Department of Gastroenterology, Hepatology and Transplantational Medicine University Hospital Essen, and Faculty of Medicine University of Duisburg-Essen, Essen, Germany.
Institute for Virology University Hospital Essen, and Faculty of Medicine University of Duisburg-Essen, Essen, Germany.
Can J Gastroenterol Hepatol. 2024 Jul 23;2024:2364031. doi: 10.1155/2024/2364031. eCollection 2024.

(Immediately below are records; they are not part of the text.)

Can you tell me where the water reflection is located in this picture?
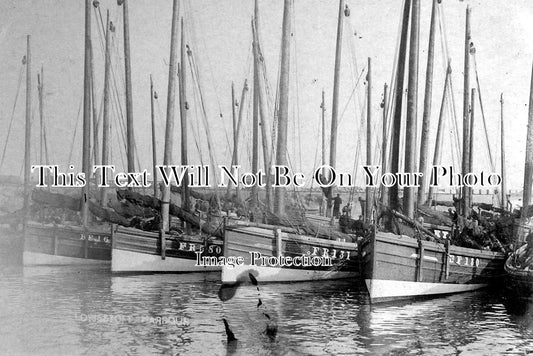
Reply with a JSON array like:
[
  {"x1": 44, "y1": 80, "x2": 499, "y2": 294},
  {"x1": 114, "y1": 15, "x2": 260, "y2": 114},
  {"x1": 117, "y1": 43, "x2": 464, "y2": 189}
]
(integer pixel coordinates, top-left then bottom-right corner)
[{"x1": 0, "y1": 267, "x2": 533, "y2": 355}]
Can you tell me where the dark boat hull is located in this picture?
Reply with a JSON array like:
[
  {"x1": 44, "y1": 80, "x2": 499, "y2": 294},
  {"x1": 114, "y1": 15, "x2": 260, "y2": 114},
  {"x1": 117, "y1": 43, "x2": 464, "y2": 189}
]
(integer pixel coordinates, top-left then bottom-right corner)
[
  {"x1": 505, "y1": 245, "x2": 533, "y2": 299},
  {"x1": 23, "y1": 222, "x2": 111, "y2": 266},
  {"x1": 222, "y1": 227, "x2": 359, "y2": 283},
  {"x1": 360, "y1": 232, "x2": 505, "y2": 303}
]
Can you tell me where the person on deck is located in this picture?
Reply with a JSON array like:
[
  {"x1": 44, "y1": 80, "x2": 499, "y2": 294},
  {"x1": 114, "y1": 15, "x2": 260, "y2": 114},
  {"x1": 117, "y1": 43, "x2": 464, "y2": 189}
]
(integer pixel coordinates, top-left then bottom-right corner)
[{"x1": 333, "y1": 194, "x2": 342, "y2": 218}]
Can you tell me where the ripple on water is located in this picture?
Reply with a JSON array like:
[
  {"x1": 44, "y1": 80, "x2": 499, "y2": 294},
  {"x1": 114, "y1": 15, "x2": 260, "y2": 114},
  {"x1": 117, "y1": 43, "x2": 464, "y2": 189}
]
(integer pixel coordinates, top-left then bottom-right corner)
[{"x1": 0, "y1": 267, "x2": 533, "y2": 355}]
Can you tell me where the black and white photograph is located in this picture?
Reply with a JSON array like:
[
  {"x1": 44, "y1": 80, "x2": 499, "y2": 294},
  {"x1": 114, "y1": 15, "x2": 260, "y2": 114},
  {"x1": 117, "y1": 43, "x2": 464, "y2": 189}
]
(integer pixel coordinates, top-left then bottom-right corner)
[{"x1": 0, "y1": 0, "x2": 533, "y2": 355}]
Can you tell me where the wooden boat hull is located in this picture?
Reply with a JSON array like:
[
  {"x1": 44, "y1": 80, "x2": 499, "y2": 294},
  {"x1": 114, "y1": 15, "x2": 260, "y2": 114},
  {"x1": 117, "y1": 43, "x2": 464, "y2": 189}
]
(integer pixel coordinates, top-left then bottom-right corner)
[
  {"x1": 360, "y1": 232, "x2": 505, "y2": 303},
  {"x1": 218, "y1": 227, "x2": 359, "y2": 283},
  {"x1": 505, "y1": 245, "x2": 533, "y2": 299},
  {"x1": 22, "y1": 222, "x2": 111, "y2": 266},
  {"x1": 111, "y1": 226, "x2": 222, "y2": 273}
]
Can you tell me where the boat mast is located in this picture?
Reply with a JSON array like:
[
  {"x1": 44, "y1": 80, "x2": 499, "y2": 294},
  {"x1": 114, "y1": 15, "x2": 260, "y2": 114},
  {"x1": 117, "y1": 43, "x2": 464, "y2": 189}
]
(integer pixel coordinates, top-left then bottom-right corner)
[
  {"x1": 461, "y1": 5, "x2": 471, "y2": 216},
  {"x1": 518, "y1": 62, "x2": 533, "y2": 243},
  {"x1": 250, "y1": 0, "x2": 260, "y2": 210},
  {"x1": 326, "y1": 0, "x2": 344, "y2": 217},
  {"x1": 467, "y1": 88, "x2": 476, "y2": 206},
  {"x1": 37, "y1": 66, "x2": 44, "y2": 165},
  {"x1": 150, "y1": 74, "x2": 158, "y2": 198},
  {"x1": 233, "y1": 79, "x2": 248, "y2": 201},
  {"x1": 320, "y1": 88, "x2": 329, "y2": 216},
  {"x1": 380, "y1": 83, "x2": 389, "y2": 201},
  {"x1": 274, "y1": 0, "x2": 294, "y2": 216},
  {"x1": 500, "y1": 93, "x2": 507, "y2": 210},
  {"x1": 403, "y1": 0, "x2": 420, "y2": 219},
  {"x1": 119, "y1": 0, "x2": 135, "y2": 172},
  {"x1": 388, "y1": 0, "x2": 411, "y2": 213},
  {"x1": 100, "y1": 10, "x2": 112, "y2": 207},
  {"x1": 252, "y1": 9, "x2": 272, "y2": 212},
  {"x1": 90, "y1": 31, "x2": 100, "y2": 169},
  {"x1": 428, "y1": 62, "x2": 452, "y2": 205},
  {"x1": 178, "y1": 17, "x2": 190, "y2": 211},
  {"x1": 320, "y1": 89, "x2": 326, "y2": 166},
  {"x1": 365, "y1": 57, "x2": 373, "y2": 223},
  {"x1": 418, "y1": 0, "x2": 437, "y2": 205},
  {"x1": 226, "y1": 82, "x2": 237, "y2": 199},
  {"x1": 160, "y1": 0, "x2": 181, "y2": 241},
  {"x1": 24, "y1": 35, "x2": 31, "y2": 218},
  {"x1": 81, "y1": 0, "x2": 91, "y2": 226}
]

Bulevirtide (BLV) is approved for the treatment of chronic hepatitis D (CHD). Because only limited long-term experience has been reported, we aimed to evaluate the efficacy and safety of BLV treatment in patients with advanced chronic liver disease (ACLD). We performed a retrospective analysis of patients with CHD who received BLV 2 mg/day for >12 months at a tertiary center. Virological response (VR) was defined as a reduction in hepatitis delta virus-ribonucleic acid (HDV-RNA) ≥2 log from baseline or HDV-RNA negativity and biochemical response (BR) as gender-specific normalization of transaminases. We identified 14 patients (9 men, 5 women; median age of 48 years; interquartile range (IQR) of 37-55), of whom 12 (86%) had suggested or assumed ACLD according to Baveno VI criteria. The median duration of BLV treatment was 26 months (IQR 17-27). During treatment, the mean HDV-RNA level decreased from log 5.58 IU/ml to levels between log 2.19 IU/ml and log 3.19 IU/ml. HDV-RNA negativity was achieved in up to 63% after 24 months. VR and BR were 86% and 43% after 12 months, 90% and 60% after 18 months, 75% and 75% after 24 months, and 100% and 50% after 30 months, respectively. Two nonpersisting viral breakthroughs were observed after 24 months of treatment. The Child Pugh score and model of end-stage liver disease (MELD) scores remained stable or improved in 12 patients (86%). Only one patient developed hepatic decompensation after 24 months of treatment with ascites requiring large-volume paracentesis which was not associated with viral breakthrough, portal vein thrombosis, or hepatocellular carcinoma. Treatment with BLV beyond one year is effective and safe for patients with CHD and ACLD. Liver function remained stable or improved during treatment in the vast majority of patients, and only one case of hepatic decompensation occurred during a median follow-up of 26 months.
布乐维替德 (BLV) 获批用于治疗慢性丁型肝炎 (CHD)。由于仅报告了有限的长期经验,我们旨在评估 BLV 治疗在晚期慢性肝病 (ACLD) 患者中的疗效和安全性。我们在一家三级中心对接受 BLV 2mg/天治疗超过 12 个月的 CHD 患者进行了回顾性分析。病毒学应答 (VR) 定义为基线时乙型肝炎 delta 病毒核糖核酸 (HDV-RNA) 降低≥2 对数或 HDV-RNA 阴性,生化应答 (BR) 定义为性别特异性转氨酶正常化。我们确定了 14 名患者(9 名男性,5 名女性;中位年龄 48 岁;四分位距 [IQR] 37-55),其中 12 名(86%)根据 Baveno VI 标准提示或假定为 ACLD。BLV 治疗的中位持续时间为 26 个月(IQR 17-27)。在治疗过程中,HDV-RNA 水平从 log5.58IU/ml 均值下降至 log2.19IU/ml 和 log3.19IU/ml 之间。在 24 个月时,多达 63%的患者实现了 HDV-RNA 阴性。12 个月时 VR 和 BR 分别为 86%和 43%,18 个月时分别为 90%和 60%,24 个月时分别为 75%和 75%,30 个月时分别为 100%和 50%。在治疗 24 个月后观察到 2 例非持续性病毒突破。12 名患者(86%)的 Child-Pugh 评分和终末期肝病模型 (MELD) 评分保持稳定或改善。仅有 1 名患者在治疗 24 个月后出现腹水需要大量腹腔穿刺术的肝失代偿,与病毒突破、门静脉血栓形成或肝细胞癌无关。对于 CHD 和 ACLD 患者,BLV 治疗超过 1 年是有效且安全的。在大多数患者中,治疗期间肝功能保持稳定或改善,仅有 1 例肝失代偿发生在中位随访 26 个月时。